ランナーの特徴、タイプを元にソールなどのパーツを選択 【スポーツナビ】

 足の特徴、改善点などの説明が終わった後は、実際どんなシューズが合うのか、そのポイントを教えてくれる。今回のケースでは、普段は小さめの靴を履いていて、足首が柔らかすぎる。さらに、アーチ(土踏まず)が低いから疲れやすい、内転筋が弱い、骨盤はずれていない、ひざは弱くない、といった特徴が挙げられた。

「できるだけフラットに近い靴、つま先とかかとの高低差がないものがええね。足首が柔らかいから、高低差がある靴は平坦でもオーバースライドになる。これが下りになればもっとオーバースライドになってしまうから。あとはクッションが少ないもの。本当はソールが硬いのがええねんけど。実業団の選手で走り込みをする時は、一番堅いものを履かせますよ。まあ、普通のジョガーであれば少し衝撃を吸収できる靴を薦めますね。

 靴は大きすぎてもダメ。だいだい13〜15ミリくらい余裕がないと。40分以上走ったら足はむくんでくる。だいたい5ミリくらい大きくなるから、23.5センチなら24センチくらい。しかも着地からキックをする時は、かかとが着地して、体重が乗ってキックするから、つま先は8ミリくらい前にいく。小さい靴だと足の指が曲がってしまって、速く走ってるつもりでも推進力がない。これではスピードは出ませんわ」

 こうして三村氏の“診断”を経て、自分だけの靴が作られていく。仕上がりはおよそ1カ月後とのことだが、おそらくこれまで体験したことのない履き心地を味わえるのだろう。これがアスリートともなると、作業はより緻密になる。

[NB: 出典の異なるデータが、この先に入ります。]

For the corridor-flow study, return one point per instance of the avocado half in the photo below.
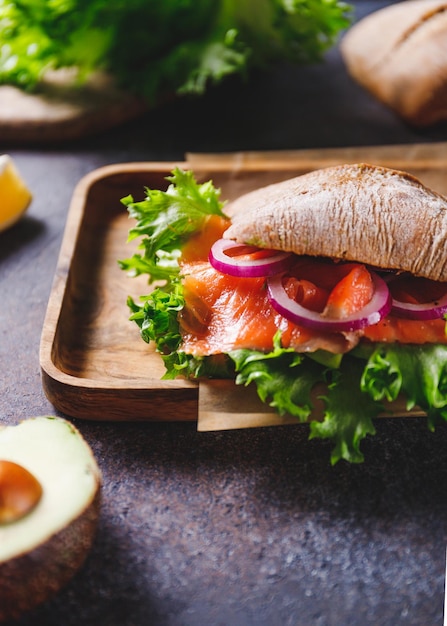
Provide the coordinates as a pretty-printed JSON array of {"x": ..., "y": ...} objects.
[{"x": 50, "y": 488}]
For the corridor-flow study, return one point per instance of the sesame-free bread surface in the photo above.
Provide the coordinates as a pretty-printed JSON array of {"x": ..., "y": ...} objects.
[
  {"x": 399, "y": 54},
  {"x": 358, "y": 212}
]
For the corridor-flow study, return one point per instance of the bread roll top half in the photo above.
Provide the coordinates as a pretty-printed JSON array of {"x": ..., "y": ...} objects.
[{"x": 357, "y": 212}]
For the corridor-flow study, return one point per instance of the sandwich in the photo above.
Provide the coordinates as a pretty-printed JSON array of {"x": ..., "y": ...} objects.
[{"x": 333, "y": 280}]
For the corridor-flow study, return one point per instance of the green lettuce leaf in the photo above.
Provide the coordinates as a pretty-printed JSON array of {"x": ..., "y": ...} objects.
[
  {"x": 164, "y": 222},
  {"x": 417, "y": 372},
  {"x": 159, "y": 47},
  {"x": 358, "y": 385}
]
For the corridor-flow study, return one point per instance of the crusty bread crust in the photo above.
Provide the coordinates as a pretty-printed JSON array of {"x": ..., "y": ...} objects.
[
  {"x": 399, "y": 53},
  {"x": 358, "y": 212}
]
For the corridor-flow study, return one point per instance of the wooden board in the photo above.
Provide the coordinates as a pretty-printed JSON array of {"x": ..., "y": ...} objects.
[
  {"x": 63, "y": 111},
  {"x": 94, "y": 364}
]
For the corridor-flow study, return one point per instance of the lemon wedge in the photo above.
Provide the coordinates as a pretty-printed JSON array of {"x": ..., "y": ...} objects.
[{"x": 15, "y": 196}]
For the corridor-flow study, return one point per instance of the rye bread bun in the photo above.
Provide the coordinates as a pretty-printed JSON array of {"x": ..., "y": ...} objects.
[
  {"x": 357, "y": 212},
  {"x": 399, "y": 54}
]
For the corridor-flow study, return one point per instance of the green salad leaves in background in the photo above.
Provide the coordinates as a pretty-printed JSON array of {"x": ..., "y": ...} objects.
[
  {"x": 356, "y": 386},
  {"x": 158, "y": 47}
]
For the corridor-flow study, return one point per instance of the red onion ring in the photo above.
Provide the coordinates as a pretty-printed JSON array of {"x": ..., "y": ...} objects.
[
  {"x": 377, "y": 308},
  {"x": 424, "y": 311},
  {"x": 245, "y": 268}
]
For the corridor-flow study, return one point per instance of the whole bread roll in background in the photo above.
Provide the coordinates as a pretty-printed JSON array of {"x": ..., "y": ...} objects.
[{"x": 399, "y": 54}]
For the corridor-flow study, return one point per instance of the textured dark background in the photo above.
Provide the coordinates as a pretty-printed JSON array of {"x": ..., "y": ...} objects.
[{"x": 246, "y": 527}]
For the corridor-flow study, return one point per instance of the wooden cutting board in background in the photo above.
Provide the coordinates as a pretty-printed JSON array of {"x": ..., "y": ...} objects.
[{"x": 62, "y": 111}]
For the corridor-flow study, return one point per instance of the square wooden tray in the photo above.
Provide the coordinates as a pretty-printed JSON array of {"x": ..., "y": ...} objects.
[{"x": 94, "y": 364}]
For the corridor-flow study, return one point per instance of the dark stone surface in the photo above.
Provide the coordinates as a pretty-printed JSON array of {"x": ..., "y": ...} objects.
[{"x": 246, "y": 527}]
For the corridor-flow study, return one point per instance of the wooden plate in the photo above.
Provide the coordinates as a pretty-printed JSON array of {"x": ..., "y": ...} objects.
[{"x": 94, "y": 364}]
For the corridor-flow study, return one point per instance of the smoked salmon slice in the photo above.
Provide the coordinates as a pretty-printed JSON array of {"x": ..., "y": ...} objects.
[{"x": 224, "y": 313}]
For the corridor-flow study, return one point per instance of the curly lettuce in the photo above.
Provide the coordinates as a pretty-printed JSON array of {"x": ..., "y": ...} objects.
[
  {"x": 358, "y": 385},
  {"x": 156, "y": 48}
]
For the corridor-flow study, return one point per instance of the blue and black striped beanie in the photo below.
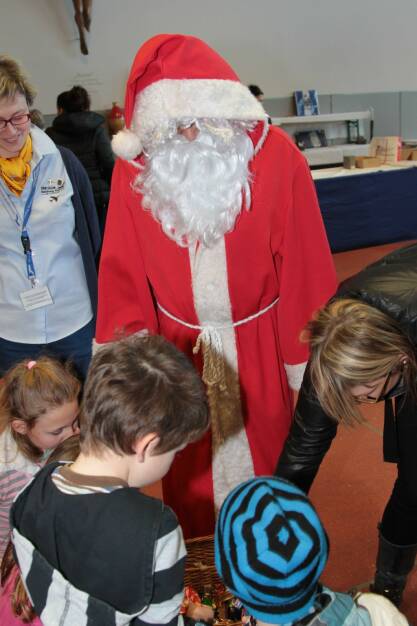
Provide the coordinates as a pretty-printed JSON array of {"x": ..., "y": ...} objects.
[{"x": 270, "y": 549}]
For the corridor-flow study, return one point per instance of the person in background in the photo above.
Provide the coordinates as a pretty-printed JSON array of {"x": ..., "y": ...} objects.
[
  {"x": 214, "y": 239},
  {"x": 364, "y": 350},
  {"x": 84, "y": 133},
  {"x": 15, "y": 605},
  {"x": 38, "y": 410},
  {"x": 90, "y": 546},
  {"x": 271, "y": 549},
  {"x": 49, "y": 237}
]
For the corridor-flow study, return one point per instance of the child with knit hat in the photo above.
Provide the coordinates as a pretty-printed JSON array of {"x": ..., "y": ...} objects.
[{"x": 271, "y": 549}]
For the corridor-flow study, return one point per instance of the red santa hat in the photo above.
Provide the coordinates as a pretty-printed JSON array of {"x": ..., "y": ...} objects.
[{"x": 175, "y": 77}]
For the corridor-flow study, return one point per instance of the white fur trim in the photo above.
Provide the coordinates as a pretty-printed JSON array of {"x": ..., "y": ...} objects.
[
  {"x": 261, "y": 141},
  {"x": 169, "y": 99},
  {"x": 295, "y": 374},
  {"x": 126, "y": 144},
  {"x": 232, "y": 458}
]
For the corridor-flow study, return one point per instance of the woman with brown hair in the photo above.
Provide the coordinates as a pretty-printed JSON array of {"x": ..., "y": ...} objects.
[
  {"x": 363, "y": 350},
  {"x": 49, "y": 237}
]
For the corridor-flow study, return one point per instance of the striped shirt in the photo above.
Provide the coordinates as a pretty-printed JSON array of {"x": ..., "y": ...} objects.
[
  {"x": 16, "y": 471},
  {"x": 105, "y": 553}
]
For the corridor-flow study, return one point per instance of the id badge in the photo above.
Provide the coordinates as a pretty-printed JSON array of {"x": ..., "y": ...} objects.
[{"x": 36, "y": 298}]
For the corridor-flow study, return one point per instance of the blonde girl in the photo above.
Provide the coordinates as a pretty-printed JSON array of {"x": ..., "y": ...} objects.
[{"x": 38, "y": 411}]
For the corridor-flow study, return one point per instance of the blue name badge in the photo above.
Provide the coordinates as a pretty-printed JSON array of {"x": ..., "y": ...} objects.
[{"x": 36, "y": 298}]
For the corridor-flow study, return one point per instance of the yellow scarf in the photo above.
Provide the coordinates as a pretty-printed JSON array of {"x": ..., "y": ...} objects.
[{"x": 16, "y": 170}]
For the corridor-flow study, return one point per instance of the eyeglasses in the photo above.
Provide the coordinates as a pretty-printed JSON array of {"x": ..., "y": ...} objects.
[
  {"x": 16, "y": 120},
  {"x": 397, "y": 390}
]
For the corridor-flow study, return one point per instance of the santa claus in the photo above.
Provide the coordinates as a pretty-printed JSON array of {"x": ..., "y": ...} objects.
[{"x": 214, "y": 239}]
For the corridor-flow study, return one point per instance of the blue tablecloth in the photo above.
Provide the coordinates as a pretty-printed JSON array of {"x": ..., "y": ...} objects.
[{"x": 369, "y": 209}]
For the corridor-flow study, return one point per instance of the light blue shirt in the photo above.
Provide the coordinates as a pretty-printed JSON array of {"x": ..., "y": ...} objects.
[{"x": 56, "y": 253}]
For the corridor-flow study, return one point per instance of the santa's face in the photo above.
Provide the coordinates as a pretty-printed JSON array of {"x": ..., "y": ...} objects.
[{"x": 195, "y": 179}]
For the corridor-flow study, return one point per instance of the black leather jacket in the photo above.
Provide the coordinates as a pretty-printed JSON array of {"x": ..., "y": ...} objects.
[{"x": 390, "y": 285}]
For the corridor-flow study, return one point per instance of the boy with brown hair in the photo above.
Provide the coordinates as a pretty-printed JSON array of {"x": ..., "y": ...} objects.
[{"x": 91, "y": 548}]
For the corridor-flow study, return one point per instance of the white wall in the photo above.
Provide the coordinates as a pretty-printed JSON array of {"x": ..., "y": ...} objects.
[{"x": 335, "y": 46}]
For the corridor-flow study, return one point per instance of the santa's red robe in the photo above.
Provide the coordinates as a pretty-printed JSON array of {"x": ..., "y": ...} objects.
[{"x": 278, "y": 249}]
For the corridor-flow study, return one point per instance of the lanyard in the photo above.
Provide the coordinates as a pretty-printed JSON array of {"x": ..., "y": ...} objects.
[
  {"x": 24, "y": 236},
  {"x": 25, "y": 239}
]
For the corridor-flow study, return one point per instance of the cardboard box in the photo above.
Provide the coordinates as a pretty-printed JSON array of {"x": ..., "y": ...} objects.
[
  {"x": 406, "y": 153},
  {"x": 388, "y": 148},
  {"x": 368, "y": 162}
]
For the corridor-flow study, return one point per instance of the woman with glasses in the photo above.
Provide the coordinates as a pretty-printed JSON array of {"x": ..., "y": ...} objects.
[
  {"x": 49, "y": 237},
  {"x": 363, "y": 350}
]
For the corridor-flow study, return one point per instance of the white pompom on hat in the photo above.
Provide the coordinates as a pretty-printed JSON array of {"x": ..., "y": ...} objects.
[
  {"x": 126, "y": 144},
  {"x": 179, "y": 76}
]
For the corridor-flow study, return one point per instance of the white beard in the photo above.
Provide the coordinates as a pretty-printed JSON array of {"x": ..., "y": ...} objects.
[{"x": 195, "y": 189}]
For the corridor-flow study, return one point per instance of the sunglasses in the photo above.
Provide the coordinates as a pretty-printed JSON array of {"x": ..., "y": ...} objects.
[{"x": 397, "y": 390}]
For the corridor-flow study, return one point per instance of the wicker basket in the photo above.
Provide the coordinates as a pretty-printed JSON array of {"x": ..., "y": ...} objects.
[{"x": 200, "y": 570}]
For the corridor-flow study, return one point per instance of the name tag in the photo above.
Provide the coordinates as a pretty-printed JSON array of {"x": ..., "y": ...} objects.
[{"x": 36, "y": 298}]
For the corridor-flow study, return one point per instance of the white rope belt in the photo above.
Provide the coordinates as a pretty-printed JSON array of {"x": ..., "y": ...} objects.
[{"x": 209, "y": 340}]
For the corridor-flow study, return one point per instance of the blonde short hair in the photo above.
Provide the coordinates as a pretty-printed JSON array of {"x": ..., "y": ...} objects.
[
  {"x": 14, "y": 81},
  {"x": 353, "y": 343}
]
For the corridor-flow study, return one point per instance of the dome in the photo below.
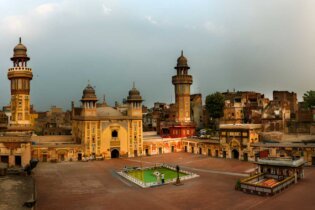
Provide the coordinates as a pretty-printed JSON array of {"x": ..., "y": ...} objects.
[
  {"x": 89, "y": 94},
  {"x": 182, "y": 61},
  {"x": 108, "y": 112},
  {"x": 20, "y": 51},
  {"x": 134, "y": 94}
]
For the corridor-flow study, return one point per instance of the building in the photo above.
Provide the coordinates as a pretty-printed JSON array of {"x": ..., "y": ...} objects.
[
  {"x": 182, "y": 125},
  {"x": 15, "y": 143},
  {"x": 236, "y": 140},
  {"x": 196, "y": 110},
  {"x": 53, "y": 122},
  {"x": 106, "y": 132},
  {"x": 280, "y": 111},
  {"x": 243, "y": 107},
  {"x": 274, "y": 175}
]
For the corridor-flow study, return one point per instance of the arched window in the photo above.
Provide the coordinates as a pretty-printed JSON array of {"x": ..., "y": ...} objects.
[{"x": 114, "y": 134}]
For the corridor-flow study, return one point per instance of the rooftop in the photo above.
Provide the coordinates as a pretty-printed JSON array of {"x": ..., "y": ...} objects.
[{"x": 275, "y": 161}]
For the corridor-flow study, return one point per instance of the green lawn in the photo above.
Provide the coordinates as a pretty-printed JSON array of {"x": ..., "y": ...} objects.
[{"x": 148, "y": 176}]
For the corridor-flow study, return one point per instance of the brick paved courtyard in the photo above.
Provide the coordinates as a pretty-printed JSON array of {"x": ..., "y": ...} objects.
[{"x": 95, "y": 185}]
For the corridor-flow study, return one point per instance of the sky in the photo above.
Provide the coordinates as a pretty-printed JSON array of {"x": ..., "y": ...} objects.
[{"x": 241, "y": 44}]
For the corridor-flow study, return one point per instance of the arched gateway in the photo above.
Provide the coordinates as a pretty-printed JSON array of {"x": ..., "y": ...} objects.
[
  {"x": 115, "y": 153},
  {"x": 235, "y": 154}
]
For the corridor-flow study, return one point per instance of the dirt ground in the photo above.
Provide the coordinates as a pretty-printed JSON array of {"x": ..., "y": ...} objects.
[
  {"x": 14, "y": 191},
  {"x": 95, "y": 185}
]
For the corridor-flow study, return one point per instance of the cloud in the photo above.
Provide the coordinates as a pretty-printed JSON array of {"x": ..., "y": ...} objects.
[
  {"x": 106, "y": 9},
  {"x": 45, "y": 9},
  {"x": 212, "y": 28},
  {"x": 150, "y": 19}
]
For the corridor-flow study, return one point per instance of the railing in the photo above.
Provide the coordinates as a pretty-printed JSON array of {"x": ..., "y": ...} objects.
[
  {"x": 189, "y": 175},
  {"x": 20, "y": 69},
  {"x": 246, "y": 185}
]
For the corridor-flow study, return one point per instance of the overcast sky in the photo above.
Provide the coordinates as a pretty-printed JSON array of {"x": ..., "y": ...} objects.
[{"x": 258, "y": 45}]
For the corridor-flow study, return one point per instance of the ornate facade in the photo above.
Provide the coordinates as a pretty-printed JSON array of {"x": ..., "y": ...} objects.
[
  {"x": 182, "y": 126},
  {"x": 106, "y": 132},
  {"x": 15, "y": 144},
  {"x": 20, "y": 76}
]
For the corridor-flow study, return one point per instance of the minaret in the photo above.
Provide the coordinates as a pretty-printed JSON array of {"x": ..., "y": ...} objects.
[
  {"x": 134, "y": 101},
  {"x": 182, "y": 81},
  {"x": 20, "y": 76},
  {"x": 135, "y": 141},
  {"x": 182, "y": 126},
  {"x": 89, "y": 100}
]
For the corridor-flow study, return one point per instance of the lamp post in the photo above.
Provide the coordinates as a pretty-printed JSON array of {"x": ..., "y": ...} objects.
[{"x": 177, "y": 180}]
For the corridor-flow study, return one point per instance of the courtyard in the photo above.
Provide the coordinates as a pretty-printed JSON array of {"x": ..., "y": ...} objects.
[{"x": 96, "y": 185}]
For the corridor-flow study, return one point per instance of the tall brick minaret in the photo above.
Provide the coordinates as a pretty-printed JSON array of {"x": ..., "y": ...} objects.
[
  {"x": 20, "y": 76},
  {"x": 183, "y": 126},
  {"x": 182, "y": 81}
]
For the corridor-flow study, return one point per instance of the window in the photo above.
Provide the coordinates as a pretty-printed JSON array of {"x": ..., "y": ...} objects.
[{"x": 114, "y": 134}]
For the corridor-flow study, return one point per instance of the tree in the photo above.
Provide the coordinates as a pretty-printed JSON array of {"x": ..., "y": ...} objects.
[
  {"x": 309, "y": 98},
  {"x": 215, "y": 105}
]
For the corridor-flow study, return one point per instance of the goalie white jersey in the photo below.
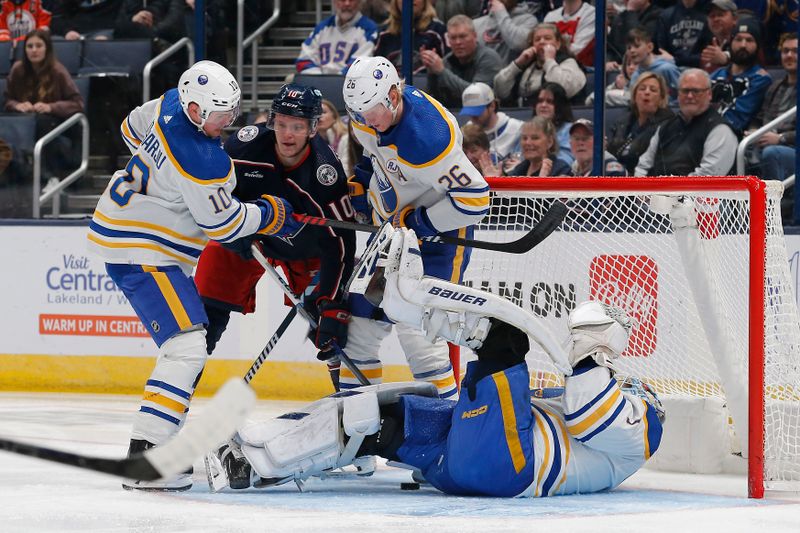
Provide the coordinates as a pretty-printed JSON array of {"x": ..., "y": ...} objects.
[
  {"x": 420, "y": 163},
  {"x": 173, "y": 195}
]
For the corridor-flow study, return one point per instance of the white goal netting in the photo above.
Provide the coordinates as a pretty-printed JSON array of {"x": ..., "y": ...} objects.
[{"x": 677, "y": 258}]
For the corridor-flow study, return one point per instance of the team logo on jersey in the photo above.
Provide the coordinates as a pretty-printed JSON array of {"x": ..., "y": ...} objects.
[
  {"x": 326, "y": 175},
  {"x": 248, "y": 133}
]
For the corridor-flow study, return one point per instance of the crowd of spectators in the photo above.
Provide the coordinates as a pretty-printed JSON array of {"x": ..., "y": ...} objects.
[{"x": 481, "y": 57}]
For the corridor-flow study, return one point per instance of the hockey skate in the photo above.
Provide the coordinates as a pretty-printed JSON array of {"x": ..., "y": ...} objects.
[{"x": 178, "y": 483}]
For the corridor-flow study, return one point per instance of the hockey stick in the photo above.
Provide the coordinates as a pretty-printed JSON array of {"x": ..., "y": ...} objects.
[
  {"x": 218, "y": 421},
  {"x": 549, "y": 222},
  {"x": 270, "y": 270},
  {"x": 270, "y": 345}
]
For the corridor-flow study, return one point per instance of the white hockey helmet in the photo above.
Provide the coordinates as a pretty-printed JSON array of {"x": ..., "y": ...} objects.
[
  {"x": 213, "y": 88},
  {"x": 367, "y": 84}
]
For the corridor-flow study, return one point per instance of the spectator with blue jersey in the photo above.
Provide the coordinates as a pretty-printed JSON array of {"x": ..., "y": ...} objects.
[
  {"x": 338, "y": 40},
  {"x": 428, "y": 35},
  {"x": 738, "y": 89}
]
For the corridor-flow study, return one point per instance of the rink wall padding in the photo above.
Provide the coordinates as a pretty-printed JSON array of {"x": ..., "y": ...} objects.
[{"x": 127, "y": 375}]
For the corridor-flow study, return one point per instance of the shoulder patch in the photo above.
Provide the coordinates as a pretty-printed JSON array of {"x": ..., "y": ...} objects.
[
  {"x": 248, "y": 133},
  {"x": 326, "y": 174}
]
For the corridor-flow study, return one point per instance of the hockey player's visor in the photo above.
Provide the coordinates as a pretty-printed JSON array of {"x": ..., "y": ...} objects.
[{"x": 222, "y": 119}]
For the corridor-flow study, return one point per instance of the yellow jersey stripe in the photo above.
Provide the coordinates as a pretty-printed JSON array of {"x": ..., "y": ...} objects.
[
  {"x": 542, "y": 475},
  {"x": 147, "y": 225},
  {"x": 509, "y": 421},
  {"x": 601, "y": 411},
  {"x": 163, "y": 401},
  {"x": 173, "y": 301},
  {"x": 147, "y": 246},
  {"x": 458, "y": 260}
]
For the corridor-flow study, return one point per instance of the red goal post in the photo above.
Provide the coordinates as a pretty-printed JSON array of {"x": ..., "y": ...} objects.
[{"x": 686, "y": 257}]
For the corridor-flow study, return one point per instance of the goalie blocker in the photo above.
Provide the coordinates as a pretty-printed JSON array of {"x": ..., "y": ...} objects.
[{"x": 499, "y": 439}]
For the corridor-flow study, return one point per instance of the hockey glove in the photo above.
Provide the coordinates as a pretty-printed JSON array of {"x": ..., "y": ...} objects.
[
  {"x": 241, "y": 247},
  {"x": 332, "y": 327},
  {"x": 276, "y": 217},
  {"x": 359, "y": 200},
  {"x": 416, "y": 219}
]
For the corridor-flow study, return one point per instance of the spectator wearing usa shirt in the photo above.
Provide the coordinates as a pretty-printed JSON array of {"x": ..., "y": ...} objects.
[{"x": 338, "y": 40}]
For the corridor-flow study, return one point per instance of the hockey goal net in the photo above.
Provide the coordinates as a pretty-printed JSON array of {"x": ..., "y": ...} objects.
[{"x": 700, "y": 265}]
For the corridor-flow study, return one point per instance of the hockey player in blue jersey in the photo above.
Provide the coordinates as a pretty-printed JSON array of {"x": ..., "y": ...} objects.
[
  {"x": 154, "y": 219},
  {"x": 500, "y": 438},
  {"x": 415, "y": 174}
]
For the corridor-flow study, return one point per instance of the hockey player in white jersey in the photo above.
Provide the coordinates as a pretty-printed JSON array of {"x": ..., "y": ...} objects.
[
  {"x": 416, "y": 175},
  {"x": 500, "y": 438},
  {"x": 154, "y": 219}
]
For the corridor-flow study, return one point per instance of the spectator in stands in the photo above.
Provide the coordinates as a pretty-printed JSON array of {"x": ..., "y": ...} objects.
[
  {"x": 581, "y": 139},
  {"x": 778, "y": 145},
  {"x": 575, "y": 21},
  {"x": 697, "y": 141},
  {"x": 20, "y": 17},
  {"x": 40, "y": 85},
  {"x": 159, "y": 20},
  {"x": 77, "y": 19},
  {"x": 638, "y": 14},
  {"x": 682, "y": 31},
  {"x": 551, "y": 102},
  {"x": 477, "y": 149},
  {"x": 547, "y": 59},
  {"x": 631, "y": 134},
  {"x": 429, "y": 35},
  {"x": 721, "y": 22},
  {"x": 640, "y": 49},
  {"x": 338, "y": 40},
  {"x": 332, "y": 128},
  {"x": 447, "y": 9},
  {"x": 468, "y": 62},
  {"x": 739, "y": 89},
  {"x": 506, "y": 28},
  {"x": 480, "y": 104},
  {"x": 539, "y": 149}
]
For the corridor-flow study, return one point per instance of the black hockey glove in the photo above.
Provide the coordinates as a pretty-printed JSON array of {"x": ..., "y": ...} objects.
[
  {"x": 240, "y": 246},
  {"x": 332, "y": 326}
]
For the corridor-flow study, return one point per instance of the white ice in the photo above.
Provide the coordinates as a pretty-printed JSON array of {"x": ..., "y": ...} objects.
[{"x": 37, "y": 496}]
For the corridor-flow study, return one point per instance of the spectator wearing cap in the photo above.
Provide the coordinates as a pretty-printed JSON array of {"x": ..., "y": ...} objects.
[
  {"x": 468, "y": 62},
  {"x": 582, "y": 142},
  {"x": 547, "y": 59},
  {"x": 722, "y": 20},
  {"x": 506, "y": 28},
  {"x": 739, "y": 89},
  {"x": 697, "y": 141},
  {"x": 682, "y": 32},
  {"x": 640, "y": 49},
  {"x": 778, "y": 145},
  {"x": 480, "y": 104}
]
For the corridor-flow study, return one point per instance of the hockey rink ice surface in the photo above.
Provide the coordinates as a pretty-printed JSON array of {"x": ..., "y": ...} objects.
[{"x": 37, "y": 496}]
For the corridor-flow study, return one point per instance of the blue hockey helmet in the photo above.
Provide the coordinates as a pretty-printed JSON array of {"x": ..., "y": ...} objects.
[{"x": 299, "y": 101}]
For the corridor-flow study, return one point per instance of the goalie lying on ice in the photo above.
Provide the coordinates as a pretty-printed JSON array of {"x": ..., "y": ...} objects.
[{"x": 500, "y": 438}]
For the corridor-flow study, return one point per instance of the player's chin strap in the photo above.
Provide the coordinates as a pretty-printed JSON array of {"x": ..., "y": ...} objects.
[{"x": 442, "y": 309}]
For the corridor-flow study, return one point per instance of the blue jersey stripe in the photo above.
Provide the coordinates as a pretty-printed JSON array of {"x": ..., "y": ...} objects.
[
  {"x": 117, "y": 234},
  {"x": 169, "y": 388}
]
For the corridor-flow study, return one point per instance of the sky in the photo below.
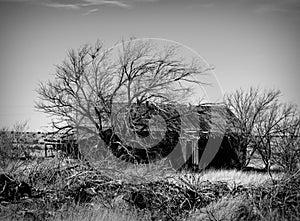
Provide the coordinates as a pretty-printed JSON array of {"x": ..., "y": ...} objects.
[{"x": 250, "y": 42}]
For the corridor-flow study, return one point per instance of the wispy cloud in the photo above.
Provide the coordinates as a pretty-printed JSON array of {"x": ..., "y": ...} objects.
[
  {"x": 64, "y": 6},
  {"x": 78, "y": 4},
  {"x": 91, "y": 11},
  {"x": 286, "y": 6}
]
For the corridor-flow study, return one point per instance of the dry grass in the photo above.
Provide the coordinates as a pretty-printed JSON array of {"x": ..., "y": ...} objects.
[{"x": 107, "y": 193}]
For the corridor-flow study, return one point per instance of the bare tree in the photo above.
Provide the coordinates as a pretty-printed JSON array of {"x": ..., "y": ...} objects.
[
  {"x": 13, "y": 147},
  {"x": 286, "y": 146},
  {"x": 93, "y": 79},
  {"x": 249, "y": 107},
  {"x": 272, "y": 128}
]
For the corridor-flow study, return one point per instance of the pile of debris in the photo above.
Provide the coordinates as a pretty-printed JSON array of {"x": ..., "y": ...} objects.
[
  {"x": 55, "y": 185},
  {"x": 11, "y": 190}
]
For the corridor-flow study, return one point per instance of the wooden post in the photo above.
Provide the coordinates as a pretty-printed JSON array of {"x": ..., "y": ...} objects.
[{"x": 45, "y": 147}]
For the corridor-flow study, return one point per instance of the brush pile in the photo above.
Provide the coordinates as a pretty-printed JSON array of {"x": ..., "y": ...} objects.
[
  {"x": 282, "y": 197},
  {"x": 55, "y": 185}
]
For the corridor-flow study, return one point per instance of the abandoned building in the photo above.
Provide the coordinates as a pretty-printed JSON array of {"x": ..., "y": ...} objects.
[{"x": 206, "y": 128}]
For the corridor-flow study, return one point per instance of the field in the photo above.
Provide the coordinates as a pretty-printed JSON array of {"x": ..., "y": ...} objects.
[{"x": 64, "y": 189}]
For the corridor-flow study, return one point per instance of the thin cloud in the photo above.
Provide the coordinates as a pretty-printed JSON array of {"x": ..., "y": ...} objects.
[
  {"x": 64, "y": 6},
  {"x": 278, "y": 6},
  {"x": 91, "y": 11}
]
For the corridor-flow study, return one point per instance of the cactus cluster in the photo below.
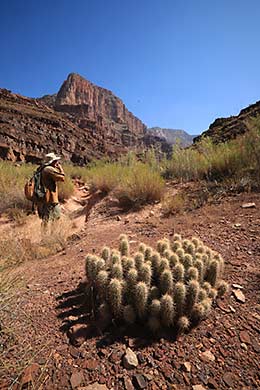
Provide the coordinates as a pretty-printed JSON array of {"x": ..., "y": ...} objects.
[{"x": 173, "y": 285}]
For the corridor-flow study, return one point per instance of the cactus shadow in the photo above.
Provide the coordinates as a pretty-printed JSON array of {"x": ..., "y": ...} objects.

選手の声に耳を傾け、感覚を大事にしながら、二人三脚での共同作業が進む。

靴選びのポイントを伝授

「弱点を見つけて強くすることが重要」と語る三村氏 【スポーツナビ】

 ここまで、三村氏の靴作りにじかに触れることで、その極意をかいつまんできたが、アスリートでなければ、なかなかそういう機会に恵まれることはない。今回紹介しているのはあくまでレアケースである。むしろ、既製品の中からいかに自分に合った一足を探すか、というテーマの方が一般的だろう。そんなジョガーのために、靴選びのポイントについて三村氏に聞いた。

「まずは品ぞろえ豊富な専門店に行く。店員にできるだけ詳しく、予算、使用用途を伝えること。芝の上で走るのに薄い靴はあかんのです。柔らかい場所でソールが柔らかい靴を履いたら、余計ぶれて足首が痛くなる。だから用途、どういうところで走るのか、アスファルトか、スピードを出して走るのかが重要ですね。

 あとは自分の今までの使用感、前の靴はこうだった、どこが重たかった、クッション性とか、そういう部分を伝えれば何点かピックアップしてくれる。それと靴を買うのは昼以降。これ、基本ですわ。足は朝起きて昼から大きくなってくるから、大きくなった時間で買った方がいい。あとは自分の足を知ること。アーチ(土踏まず)が低い、足幅が広い、足首が硬いのか柔らかいのかなど。特徴を知ることが大事ですわ。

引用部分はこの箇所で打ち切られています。